FX UPDATE 29/04/2024
The Japanese Yen soared as much as 5 Yen against the Dollar on Monday. The Dollar fell to 154.4 Yen in Asia trade, and reached an intraday high of 160.245, the highest since 1990. At the time of writing the greenback fell to 155.50 Yen, a fall of 1.7%. For weeks, traders have been watching closely for any moves from Tokyo to support a currency that has dropped 11% against the Dollar this year.

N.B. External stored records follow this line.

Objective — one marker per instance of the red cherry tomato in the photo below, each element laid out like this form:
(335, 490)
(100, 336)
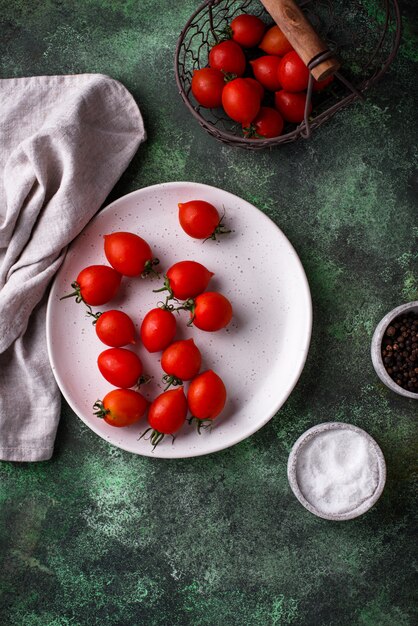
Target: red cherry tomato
(247, 30)
(228, 57)
(240, 101)
(167, 414)
(293, 73)
(319, 85)
(187, 279)
(121, 407)
(95, 285)
(265, 70)
(274, 42)
(212, 311)
(181, 361)
(206, 396)
(120, 367)
(115, 329)
(158, 329)
(268, 123)
(257, 86)
(207, 87)
(291, 105)
(128, 253)
(200, 219)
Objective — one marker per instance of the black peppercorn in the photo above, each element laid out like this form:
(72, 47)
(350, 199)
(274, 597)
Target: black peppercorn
(400, 351)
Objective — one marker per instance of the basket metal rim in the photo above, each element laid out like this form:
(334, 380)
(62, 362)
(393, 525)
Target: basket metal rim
(297, 133)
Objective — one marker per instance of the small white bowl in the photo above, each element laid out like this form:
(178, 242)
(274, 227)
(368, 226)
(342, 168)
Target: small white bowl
(376, 348)
(293, 462)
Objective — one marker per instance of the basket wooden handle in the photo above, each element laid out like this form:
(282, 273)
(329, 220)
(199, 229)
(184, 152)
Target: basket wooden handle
(301, 35)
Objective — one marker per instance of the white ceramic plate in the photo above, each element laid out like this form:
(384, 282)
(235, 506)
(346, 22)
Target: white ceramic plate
(260, 355)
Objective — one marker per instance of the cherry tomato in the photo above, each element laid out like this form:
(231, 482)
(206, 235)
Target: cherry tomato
(240, 101)
(96, 284)
(206, 396)
(265, 70)
(200, 219)
(181, 361)
(291, 105)
(228, 57)
(121, 407)
(187, 279)
(275, 42)
(247, 30)
(120, 367)
(212, 311)
(268, 123)
(257, 86)
(128, 253)
(319, 85)
(167, 414)
(158, 329)
(207, 87)
(115, 329)
(293, 73)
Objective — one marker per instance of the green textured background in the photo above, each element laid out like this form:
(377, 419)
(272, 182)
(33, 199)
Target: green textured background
(99, 536)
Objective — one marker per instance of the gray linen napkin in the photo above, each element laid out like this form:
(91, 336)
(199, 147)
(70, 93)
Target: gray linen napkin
(64, 142)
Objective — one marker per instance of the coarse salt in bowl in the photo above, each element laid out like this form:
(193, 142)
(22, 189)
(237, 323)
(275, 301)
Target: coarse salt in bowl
(337, 471)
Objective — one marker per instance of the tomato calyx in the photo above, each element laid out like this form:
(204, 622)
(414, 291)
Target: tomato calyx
(171, 380)
(75, 294)
(170, 296)
(228, 76)
(250, 132)
(100, 410)
(142, 380)
(219, 230)
(155, 437)
(188, 305)
(206, 424)
(149, 268)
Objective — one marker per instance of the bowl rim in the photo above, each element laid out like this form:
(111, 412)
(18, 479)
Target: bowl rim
(307, 436)
(376, 344)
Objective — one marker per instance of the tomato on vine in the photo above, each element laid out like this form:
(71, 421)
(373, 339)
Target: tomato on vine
(181, 361)
(210, 311)
(200, 219)
(240, 100)
(95, 285)
(185, 279)
(158, 329)
(129, 254)
(227, 57)
(121, 407)
(247, 30)
(206, 398)
(291, 105)
(207, 87)
(115, 328)
(265, 70)
(166, 415)
(120, 367)
(275, 42)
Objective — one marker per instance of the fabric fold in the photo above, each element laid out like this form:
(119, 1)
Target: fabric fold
(64, 142)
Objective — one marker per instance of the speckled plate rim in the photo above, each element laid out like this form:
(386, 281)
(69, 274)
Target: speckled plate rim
(305, 438)
(376, 352)
(307, 331)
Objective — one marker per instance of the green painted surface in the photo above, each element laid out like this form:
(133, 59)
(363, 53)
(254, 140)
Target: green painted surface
(99, 536)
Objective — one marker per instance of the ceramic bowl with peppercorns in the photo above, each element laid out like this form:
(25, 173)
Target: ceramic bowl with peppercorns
(395, 350)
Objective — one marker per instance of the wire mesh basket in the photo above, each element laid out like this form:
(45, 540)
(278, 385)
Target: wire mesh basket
(365, 40)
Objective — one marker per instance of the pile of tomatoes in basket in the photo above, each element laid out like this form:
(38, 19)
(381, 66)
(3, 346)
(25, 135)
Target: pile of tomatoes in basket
(185, 285)
(242, 85)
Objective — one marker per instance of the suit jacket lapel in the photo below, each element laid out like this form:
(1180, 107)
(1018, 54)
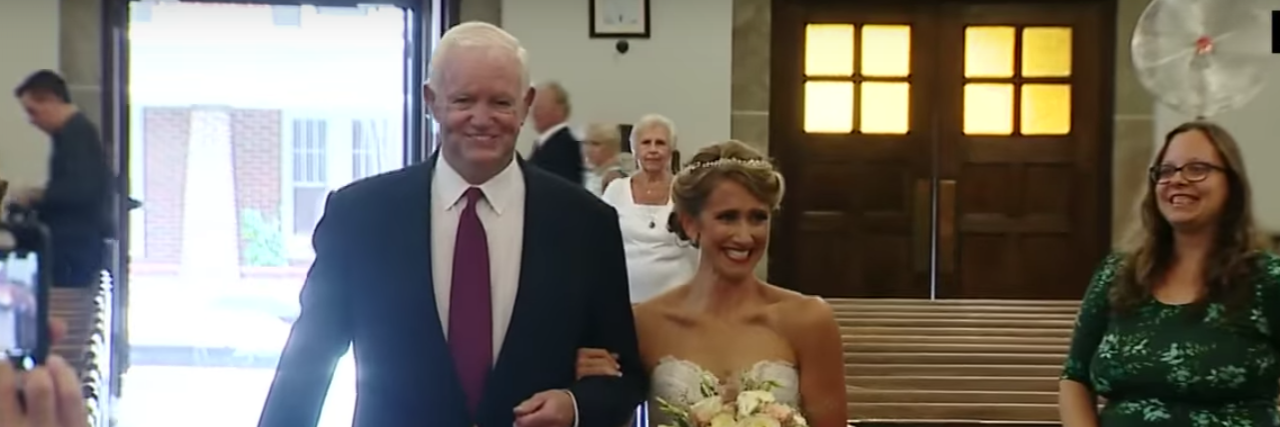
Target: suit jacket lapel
(420, 280)
(535, 266)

The Yen's decline to its lowest levels in 34 years has happened despite Japan's recent move away from negative interest rates, as traders anticipate that Japanese rates will stay low for the foreseeable future, Reuters reports. “The move has all the hallmarks of an actual BOJ (Bank of Japan) intervention and what better time to do it than on a Japanese public holiday, which means lower liquidity in USD/JPY and more Bang for the Bank of Japan's buck!,” stated Tony Sycamore, Sydney-based market analyst at IG.
Whereas Standard Chartered Bank’s Asia macro strategist, Nicholas Chia commented: “Today's move, if it represents intervention by the authorities, is unlikely to be a one-and-done move. We can likely expect more follow through from MOF if USD-JPY travels to 160 again. In a sense, the 160-level represents the pain threshold, or new line in the sand for the authorities.”
The Yen had moved almost 3.5 Yen between 158.445 and 154.97 on Friday as the Bank of Japan held policy settings unchanged and provided few clues on reducing its Japanese government bond (JGB) purchases. This move could potentially help stabilise the yen.
Elsewhere, the Federal Reserve’s upcoming policy review on 1st May sees investors forecasting a delay in rate cuts by the US central bank after sticky US inflation readings. The Fed is predicted to hold the benchmark interest rate steady at 5.25%-to-5.5% at this week’s meeting. According to the CME's FedWatch tool, investors now forecast just one rate cut this year, likely in November. This has led US yields and the Dollar on an upward trajectory over the past weeks. “The bar is pretty high for a sustained hawkish surprise, which would in turn lift yields,” stated Vishnu Varathan, head of Asia economics and strategy at Mizuho Bank in Singapore.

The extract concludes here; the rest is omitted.